Wayne Adult Community Center

Feature article from the April, 2003 Newsletter


You Don’t Need Pesticides and Chemical Fertilizers

     The evidence is mounting that what kills bugs can seriously affect and even kill people.  Is it possible to live well without these substances?  Definitely.
Controlling Pests On Trees & Shrubs

     Most trees and shrubs have been surviving insects for many thousands of years.  To help them without using pesticides: Pick off infested leaves and take them away.  In late fall or early spring, remove any small branches that contain the grayish egg bands of the tent caterpillar.  Scrape the egg bands off larger limbs with a knife.  Use a garden hose to direct a strong stream of water against trees and shrubs to dislodge insects.  To make your own safe insecticide, add 2 tablespoons of ordinary soap flakes (NOT laundry detergent) to a liter of water and saturate the infested leaves.

Controlling Pests On Lawns

   Dig out weeds by hand.  Keep your lawn well watered and fertilized.

Controlling Pests In The Garden

   Grow plants that are well adapted to your climate, soil conditions and available light-levels.  Plant in the fall or early spring, when the pest populations are low.  To keep cutworms away from tomatoes, peas, cabbage and beans, remove both ends from tin cans and sink the cans around the plants.

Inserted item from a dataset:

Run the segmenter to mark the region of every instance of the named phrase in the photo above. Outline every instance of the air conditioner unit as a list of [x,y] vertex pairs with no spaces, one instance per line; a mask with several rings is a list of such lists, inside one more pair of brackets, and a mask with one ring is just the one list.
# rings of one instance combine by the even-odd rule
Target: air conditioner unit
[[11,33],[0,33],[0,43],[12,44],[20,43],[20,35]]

Rotate crops each year to prevent the soil from being depleted of nutrients and control soil-borne diseases.  Use soap flakes to dislodge or suffocate insects, as described above.  Hoe regularly.  Throughout the garden, plant marigolds and other members of the Chrysanthemum family as well as aromatic plants such as chives, dill, nasturtiums, geraniums, thyme, basil, celery, mint, garlic, and onions.  They will protect plants from a variety of insects.

Controlling Pests In The Backyard

   With the West Nile virus and Lyme disease epidemic, it is particularly important to remove breeding areas.  These steps can help you to reduce the populations:

  • Drain and remove cans, wheel­barrows, ceramic pots, and other containers that collect rainwater.  (That includes tires.)  Regularly drain standing water from outdoor potted plant containers and saucers.  Don’t leave garbage lids upside down.
  • Change the water in containers for animals (this includes birdbaths) at least every four days.
  • Clean your rain gutters of leaves.
  • Remove standing water from pool covers.  Turn over unused wading pools.
  • Change the stagnant water in ornamental pools and water gardens weekly.  Better yet, aerate them and stock them with fish.
  • To get rid of bugs and weeds between bricks on a walkway or patio, boil some white vinegar and pour it on the insects or plants.